As I alluded to here, I am a firm believer that dice rolling and rules exist for two reasons. 1) To fill in all the extra flavor you as the DM just aren’t inspired to, or didn’t have time to get to, and 2) to provide agency to the player in the collaborative storytelling art that is roleplaying. What really turned me off to 3rd Ed was the rules for every situation, much as what one would find wargaming. Who had time to create house rules, when $1500 bucks and 20 source books later you needed an abacus to keep track of all the modifiers that were “official rules.”

I actually really liked the mixed dice mayhem of 1st and 2nd Ed. due to the fact it allowed for far more granular seeming control of the results, gave the players plenty of things to obsess over (1D8 damage or 1D4+2, etc), and created a flavor to the game that was unique. When D20’s were really only used to roll attacks, and D10’s were imitative, you could create tension in the narrative just with a deliberate selection of a single die to fiddle with as the DM. Players would lay out their dice in “battle order” if they suspected things might be dicey (pun intended), etc. I do miss that quiet a lot actually now that I think about it. Upon further reflection I appreciate system that allow that kind of totemic prop for player participation.

Back to the matter at hand, military focused RPG’s. I have in my library SpyCraft, I never player it and honestly I don’t recall if the system seemed decent or not. It is however modern at least.

Some other I spotted on my shelves that would work, the Palladium system (Rifts, Macros, Robotech, etc all the same system which apparently is officially the Megaversal system). Not the worlds greatest system, but very workable and pretty refined having been around in one guise or another for several decades as the this point. Most of the settings are distinctly military/combat in nature so it handles it well. As an aside, I always like Rifts, it was a neat setting.

There is also GURPS, which has plethora of either modern or military related supplements released for it. I was never a huge fan of the actual system personally, but that is apparently just me considering how successful it’s been.
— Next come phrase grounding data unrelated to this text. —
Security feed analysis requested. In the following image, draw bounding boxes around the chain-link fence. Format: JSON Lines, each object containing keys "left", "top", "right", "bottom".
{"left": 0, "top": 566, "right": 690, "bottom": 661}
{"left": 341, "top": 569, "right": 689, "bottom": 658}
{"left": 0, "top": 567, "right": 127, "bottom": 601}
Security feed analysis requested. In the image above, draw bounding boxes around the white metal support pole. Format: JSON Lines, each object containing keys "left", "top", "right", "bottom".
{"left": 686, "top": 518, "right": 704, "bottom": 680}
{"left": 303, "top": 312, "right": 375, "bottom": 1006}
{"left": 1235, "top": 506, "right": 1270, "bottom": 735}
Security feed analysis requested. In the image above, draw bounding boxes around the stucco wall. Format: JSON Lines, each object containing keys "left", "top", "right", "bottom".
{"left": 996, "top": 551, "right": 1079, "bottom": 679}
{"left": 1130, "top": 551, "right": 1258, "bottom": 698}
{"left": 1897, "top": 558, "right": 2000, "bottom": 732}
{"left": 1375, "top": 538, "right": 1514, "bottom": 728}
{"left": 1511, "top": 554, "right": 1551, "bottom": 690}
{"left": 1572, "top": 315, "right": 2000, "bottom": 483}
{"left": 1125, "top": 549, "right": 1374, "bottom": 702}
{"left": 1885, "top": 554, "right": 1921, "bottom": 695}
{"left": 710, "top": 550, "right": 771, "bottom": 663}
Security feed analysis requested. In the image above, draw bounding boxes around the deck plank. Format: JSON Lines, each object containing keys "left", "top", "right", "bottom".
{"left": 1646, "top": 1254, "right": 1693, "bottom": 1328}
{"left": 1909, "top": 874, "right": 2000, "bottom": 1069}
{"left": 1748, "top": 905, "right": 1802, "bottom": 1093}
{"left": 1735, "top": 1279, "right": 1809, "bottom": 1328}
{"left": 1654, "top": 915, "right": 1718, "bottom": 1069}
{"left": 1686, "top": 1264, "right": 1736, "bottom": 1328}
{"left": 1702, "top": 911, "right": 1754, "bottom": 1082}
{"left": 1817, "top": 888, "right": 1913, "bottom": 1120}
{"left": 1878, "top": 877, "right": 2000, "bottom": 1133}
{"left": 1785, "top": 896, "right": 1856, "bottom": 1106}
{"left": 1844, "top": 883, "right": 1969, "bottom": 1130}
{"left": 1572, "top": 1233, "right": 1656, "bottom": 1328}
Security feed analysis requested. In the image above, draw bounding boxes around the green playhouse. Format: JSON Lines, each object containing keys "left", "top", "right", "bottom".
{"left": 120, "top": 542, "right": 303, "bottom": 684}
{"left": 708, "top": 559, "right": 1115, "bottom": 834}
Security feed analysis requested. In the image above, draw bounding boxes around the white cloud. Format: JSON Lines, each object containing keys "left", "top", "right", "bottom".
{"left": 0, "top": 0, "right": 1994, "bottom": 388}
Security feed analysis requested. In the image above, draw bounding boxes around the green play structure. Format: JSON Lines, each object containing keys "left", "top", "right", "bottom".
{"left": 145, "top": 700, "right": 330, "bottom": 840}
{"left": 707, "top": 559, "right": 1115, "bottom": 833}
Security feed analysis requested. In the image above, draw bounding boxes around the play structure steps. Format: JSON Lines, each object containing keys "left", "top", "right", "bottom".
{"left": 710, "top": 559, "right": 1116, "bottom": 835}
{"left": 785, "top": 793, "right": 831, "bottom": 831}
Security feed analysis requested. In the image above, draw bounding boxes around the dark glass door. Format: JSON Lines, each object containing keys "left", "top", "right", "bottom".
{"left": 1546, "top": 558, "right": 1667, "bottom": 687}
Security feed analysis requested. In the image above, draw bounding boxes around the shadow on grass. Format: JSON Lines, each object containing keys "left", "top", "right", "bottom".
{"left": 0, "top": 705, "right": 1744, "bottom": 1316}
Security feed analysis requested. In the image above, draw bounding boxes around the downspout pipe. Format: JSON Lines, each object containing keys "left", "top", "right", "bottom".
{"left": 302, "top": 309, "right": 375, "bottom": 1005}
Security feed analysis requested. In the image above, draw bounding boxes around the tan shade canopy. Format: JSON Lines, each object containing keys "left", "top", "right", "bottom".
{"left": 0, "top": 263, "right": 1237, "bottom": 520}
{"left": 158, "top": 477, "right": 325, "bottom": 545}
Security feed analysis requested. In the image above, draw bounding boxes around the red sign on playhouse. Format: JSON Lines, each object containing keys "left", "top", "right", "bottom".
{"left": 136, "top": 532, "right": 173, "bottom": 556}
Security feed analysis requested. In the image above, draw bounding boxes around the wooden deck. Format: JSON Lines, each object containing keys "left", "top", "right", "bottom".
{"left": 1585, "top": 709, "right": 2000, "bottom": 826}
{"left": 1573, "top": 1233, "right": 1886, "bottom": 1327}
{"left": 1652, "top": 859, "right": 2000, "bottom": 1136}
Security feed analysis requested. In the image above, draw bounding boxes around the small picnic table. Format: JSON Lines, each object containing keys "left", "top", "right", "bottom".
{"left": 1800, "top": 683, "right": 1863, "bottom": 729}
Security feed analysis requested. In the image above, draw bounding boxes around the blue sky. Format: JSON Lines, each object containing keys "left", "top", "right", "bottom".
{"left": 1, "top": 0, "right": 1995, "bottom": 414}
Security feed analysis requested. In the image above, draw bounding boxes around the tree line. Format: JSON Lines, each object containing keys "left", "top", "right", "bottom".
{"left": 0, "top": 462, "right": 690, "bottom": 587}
DP9’s Silhouette system was paired with two of my favorite sci-fi settings with Heavy Gear and Jovian Chronicles (god bless Ebay, I bought every single source book for Jovian Chronicles for $19 shipped in one lot). The idea was to be able to use both table top miniatures for combat as a stand alone war game, and integrate the RPG element in. With a good GM who doesn’t go for rules lawyering it’s an extremely fast system that I quiet liked. It allowed for a focus on the action and story telling. Now if you try to use the table top war game rules for Jovian Chronicles, pack a lunch, a calculator, and then realize you should have just bought Attack Vector instead. Also DP9 has the Gear Krieg universe which is great fun WW2 super science action gaming both as a table top game, as an RPG.

Lastly is The Riddle of Steel, the only RPG to ever be endorsed by the Historical European Martial Arts Alliance. It is a VERY granular system where combat is involved, and has a pretty decent magic system as well. Obviously it’s focus is on hand to hand combat, but the expansion Flower of Battle I believe has more detailed ranged combat rules, that could be extrapolated to firearms if one wished. As a practitioner of both eastern and western martial arts, it does capture the reality of that type of encounter. It is also rather cumbersome and unsatisfying in result. Yes the reality is two similarly equipped and experienced folks facing off with pointy things, is that they both end up seriously hurt. I don’t RP for reality, I play for the cinematic. However if dirty, nasty, brutish and short is you aesthetic, then you may enjoy it more.

And once again when I get started talking about gaming I go full nerd.


I am shocked that I didn’t participate in that thread you linked. Probably was busy and didn’t see it.

Very good points raised by both you and @Tankerwade, thanks for the link!